U.K.-based Ensco PLC and Houston-based Rowan Cos. PLC jointly announced Oct. 8 that the two offshore drilling service companies have agreed to merge in an all-stock transaction that company executives expect will bring $150 million in cost savings amid an oil market recovery.
Based on Ensco's Oct. 5 closing price on the New York Stock Exchange of US$8.48 and Rowan's of $18.78, the combined entity has an enterprise value of $12 billion.
Following the deal's announcement, shares of both companies were up approximately 2.2% on the day during Oct. 8 midmorning trading.
Through the transaction, the companies said Ensco's shareholders will benefit from Rowan's joint venture with Saudi Arabian Oil Co., ARO Drilling, while all shareholders should benefit from expected annual pretax expense synergies of approximately $150 million, of which more than 75% are expected to be achieved within 12 months of the deal's expected closing during the first half of 2019. Company executives expect shareholders will see increased cashflow per share in 2020.

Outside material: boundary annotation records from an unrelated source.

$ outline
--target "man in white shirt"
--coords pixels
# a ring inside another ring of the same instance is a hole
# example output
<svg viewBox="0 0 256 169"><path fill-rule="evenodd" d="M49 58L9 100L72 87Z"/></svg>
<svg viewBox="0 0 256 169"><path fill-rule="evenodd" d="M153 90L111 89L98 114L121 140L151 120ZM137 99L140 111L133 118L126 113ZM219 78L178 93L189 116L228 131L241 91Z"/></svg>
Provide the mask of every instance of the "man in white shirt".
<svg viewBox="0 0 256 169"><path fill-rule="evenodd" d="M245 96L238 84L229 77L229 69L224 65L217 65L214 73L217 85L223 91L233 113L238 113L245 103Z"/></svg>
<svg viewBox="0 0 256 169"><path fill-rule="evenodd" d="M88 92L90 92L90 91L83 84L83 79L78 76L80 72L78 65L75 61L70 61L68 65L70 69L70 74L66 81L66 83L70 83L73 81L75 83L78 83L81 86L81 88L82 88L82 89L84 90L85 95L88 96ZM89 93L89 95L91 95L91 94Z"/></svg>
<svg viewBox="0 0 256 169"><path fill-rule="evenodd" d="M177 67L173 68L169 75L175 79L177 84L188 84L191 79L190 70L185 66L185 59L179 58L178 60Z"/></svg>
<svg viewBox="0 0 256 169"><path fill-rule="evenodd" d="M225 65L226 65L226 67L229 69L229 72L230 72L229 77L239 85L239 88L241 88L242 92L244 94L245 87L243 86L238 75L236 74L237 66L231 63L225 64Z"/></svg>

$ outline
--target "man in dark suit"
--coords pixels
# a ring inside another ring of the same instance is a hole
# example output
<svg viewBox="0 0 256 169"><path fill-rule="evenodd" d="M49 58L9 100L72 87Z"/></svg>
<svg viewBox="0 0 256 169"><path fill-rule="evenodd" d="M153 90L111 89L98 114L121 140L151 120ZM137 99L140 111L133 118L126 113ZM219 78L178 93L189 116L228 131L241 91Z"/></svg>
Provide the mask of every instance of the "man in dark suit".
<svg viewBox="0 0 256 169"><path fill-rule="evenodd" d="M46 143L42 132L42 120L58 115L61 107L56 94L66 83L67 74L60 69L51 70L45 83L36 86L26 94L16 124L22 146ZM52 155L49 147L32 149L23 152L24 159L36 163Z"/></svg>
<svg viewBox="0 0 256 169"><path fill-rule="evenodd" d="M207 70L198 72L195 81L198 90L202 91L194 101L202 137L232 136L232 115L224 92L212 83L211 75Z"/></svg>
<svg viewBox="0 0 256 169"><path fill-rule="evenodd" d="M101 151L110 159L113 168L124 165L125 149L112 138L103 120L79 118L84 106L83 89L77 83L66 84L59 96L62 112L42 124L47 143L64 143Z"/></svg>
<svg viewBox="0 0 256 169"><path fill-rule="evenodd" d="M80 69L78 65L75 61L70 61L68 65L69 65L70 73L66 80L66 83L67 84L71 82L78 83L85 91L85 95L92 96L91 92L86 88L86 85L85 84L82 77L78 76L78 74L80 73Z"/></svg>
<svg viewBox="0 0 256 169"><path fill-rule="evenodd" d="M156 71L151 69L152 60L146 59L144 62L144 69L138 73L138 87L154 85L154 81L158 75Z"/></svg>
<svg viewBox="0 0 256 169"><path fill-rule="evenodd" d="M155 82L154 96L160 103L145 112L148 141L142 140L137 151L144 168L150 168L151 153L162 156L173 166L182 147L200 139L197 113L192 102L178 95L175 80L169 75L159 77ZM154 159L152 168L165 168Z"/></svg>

The companies expect the cost savings to come from corporate and regional overlaps, supply chain efficiencies and the standardization of systems, policies and procedures across the combined organization.
Excluding ARO Drilling's unconsolidated backlog, the combined entity's backlog is $2.7 billion. Executives expect the combined entity to have liquidity of approximately $3.9 billion, of which $1.9 billion will consist of cash and short-term investments.
Under the terms of the agreement, Rowan shareholders will receive 2.215 Ensco shares for each Rowan share. Upon closing, Ensco and Rowan shareholders will own approximately 60.5% and 39.5%, respectively, of the outstanding shares of the combined company.
Excluding ARO Drilling, the combined company: will possess a fleet of 82 rigs, including 28 floaters and 54 jack-ups, which can raise their hulls above the surface of the water and are capable of drilling in waters up to 350 feet deep; will serve more than 35 customers, including the largest national oil companies, international majors and independent exploration and production companies; and will operate in nearly every major deep- and shallow-water basin offshore six continents.
The combined company is expected to leverage ARO Drilling's 20-rig new build program "to develop and deploy leading-edge technology at scale."
"Simply put, this is a beautiful combination from a strategic perspective, as [Rowan] gains immediate scale and breadth in the ultra-deepwater market (while adding a significant contract backlog), and [Ensco] immediately regains its position as the top global jackup player with the addition of [Rowan's] high-specification jackup fleet," Tudor Pickering Holt & Co. analysts wrote in an Oct. 8 note. "Furthermore, [Ensco] will now gain exposure to the ultra-harsh jackup market (particularly in Norway), which is a market that is quickly beginning to tighten, and double-down on its already robust market share position ... via [Rowan's ARO drilling joint venture] (which will be a significant growth engine moving forward)."
However, the analysts noted their concern about an absence of an equity premium for Rowan's shareholders.
Rowan President and CEO Tom Burke will serve in the same role at the newly combined company, while Ensco President and CEO Carl Trowell will serve as executive chairman. Jon Baksht, senior vice president and CFO of Ensco since November 2015, will serve in the same role at the combined company.
The combined company's board will be comprised of Trowell and Burke, plus five additional members from Ensco's current board and four additional members from Rowan's current board.
The company will name other executives at a future date.
Both companies have offices in the U.K. and Houston, and the combined companies will maintain executive offices in both locations.
Morgan Stanley & Co. LLC acted as lead financial adviser to Ensco, while HSBC Securities (USA) Inc. and Citigroup Global Markets Inc. also acted as financial advisers to Ensco. Gibson, Dunn and Crutcher LLP and Slaughter and May acted as financial advisers to Ensco.
To Rowan, Goldman Sachs & Co. LLC acted as financial adviser, while Kirkland & Ellis LLP and Latham & Watkins LLP acted as legal advisers.